In custody for working to "undermine the security" of the kingdom, Abdulaziz, Al-Hathloul and Al-Nafjan have openly opposed such government policies as a ban on women driving and the restriction of women's travel, education and other rights without approval from a male guardian. On Wednesday, al-Hathloul and al-Nafjan were among those at a closed-door hearing in Riyadh, according to Amnesty International. Reporters were not allowed in.

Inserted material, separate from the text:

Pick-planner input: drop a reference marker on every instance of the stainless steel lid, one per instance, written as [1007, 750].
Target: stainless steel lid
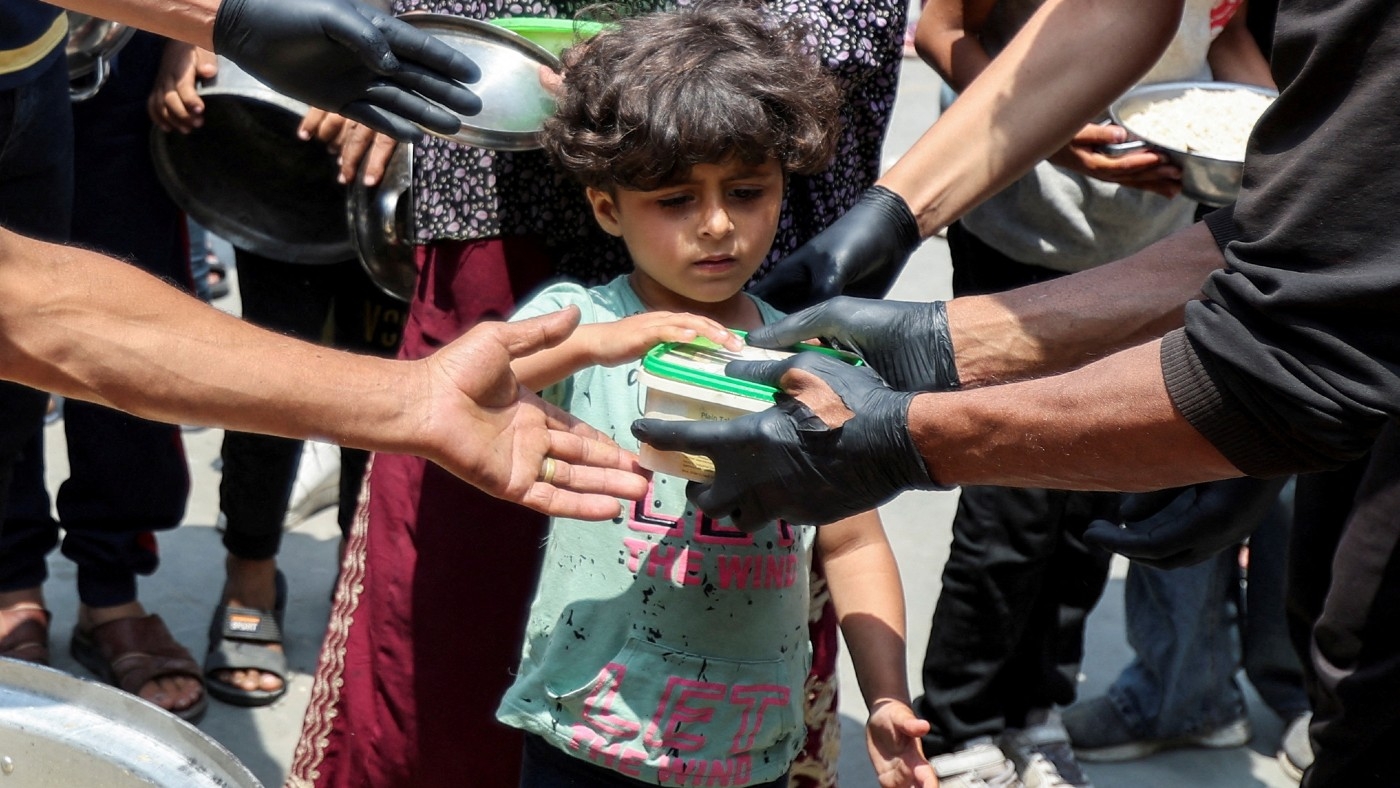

The PEN award comes at a time of international outrage at Saudi Arabia and at Crown Prince Mohammed bin Salman, especially after the Saudi journalist and Washington Post columnist Jamal Khashoggi was murdered in October 2018 by Saudi agents at the country's consulate in Istanbul. Last week, the United Nations Human Rights Council denounced Saudi Arabia's "continuing arrests and arbitrary detentions of human rights defenders"

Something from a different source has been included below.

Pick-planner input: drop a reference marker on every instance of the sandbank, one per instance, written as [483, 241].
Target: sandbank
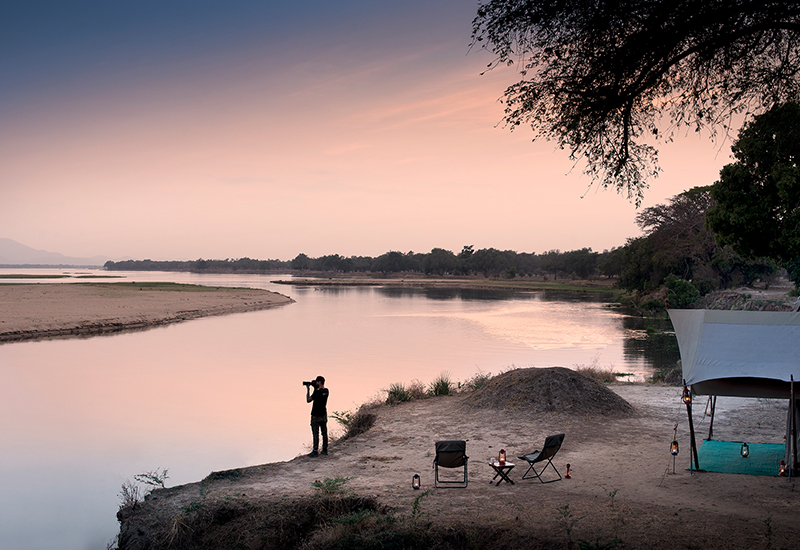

Activists have alleged that the PEN winners have been subjected to torture, including flogging and sexual assault. Saudi officials have denied the allegations.

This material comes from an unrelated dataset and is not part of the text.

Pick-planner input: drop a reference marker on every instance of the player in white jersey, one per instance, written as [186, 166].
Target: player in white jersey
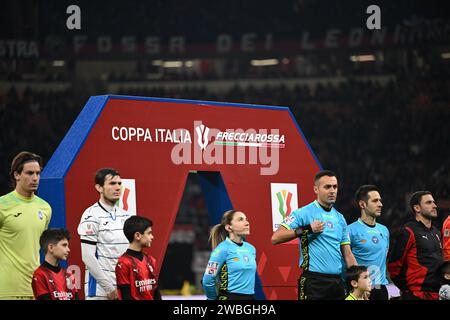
[102, 237]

"The fleeting hope that generational transition in the Saudi leadership would open the door toward greater respect for individual rights and international law has collapsed entirely, with individuals paying the highest price as the government resorts to rank barbarism as a blunt means to suppress and deter dissent," PEN America CEO Suzanne Nossel said in a statement. "These gutsy women have challenged one of the world's most notoriously misogynist governments, inspiring the world with their demand to drive, to govern their own lives, and to liberate all Saudi women from a form of medieval bondage that has no place in the 21st century."
PEN officials have not determined who will accept the Freedom to Write Award on behalf of the three winners at the annual PEN gala, being held in Manhattan on May 21. Others receiving prizes - and able to collect them in person - include Bob Woodward of Watergate fame and the CEO of Scholastic, Richard Robinson.
PEN has long highlighted the Freedom to Write Award as a way of turning advocacy into concrete action, noting that 37 of the 43 previous winners have since been freed, at least in part because of the attention raised by the prize.
"It helped me to survive while I was in prison," said the 2016 winner, Ahmed Naji, an author and journalist who had been imprisoned in Egypt and now lives in Washington, D.C. "When you're in prison, they want to isolate you from society and make you think what you wrote is worth nothing. So such awards give hope to the writer."
Naji was initially freed in December 2016 and his sentence, for "violating public modesty" in his novel "The Use of Life," was overturned in 2018. During a recent telephone interview with The Associated Press, he recalled how prison authorities tried to keep him from learning about his award. Inmates usually were allowed to read a daily newspaper, but one day no one received it. He later learned from a guard that the paper had been banned because there was news about him in it.
"After another week, I had a family visit and they told me about the award," Naji said.
This year's Freedom to Write winners are among more than a dozen activists arrested a year ago. Al-Nafjan is a blogger and linguistics professor who has written for The Guardian and CNN among other publications. Al-Hathloul is a prominent opponent of the driving ban, lifted shortly after her arrest last year, and was arrested in 2014 and detained for 73 days. Abdulaziz is a journalist and blogger who has written for years about human rights violations. After her arrest, fellow women's rights activist Mayya al-Zahrani posted online a letter Abdulaziz had written in case she was captured.
"I usually sum up myself with a few characteristics: a writer, a reading addict since I was six years old, my father tells me that I am intelligent; I am a quiet girl except for the questions that storm my mind," Abdulaziz wrote. "I will talk to you and share some of the questions that overcome my mind: Why is our homeland so small and tight, and why am I considered a criminal or an enemy that threatens it! I was never but a good citizen that loved her country and wished the best for it, a loving daughter and a hardworking student and a devoted worker, who never demeaned hated or envied anyone."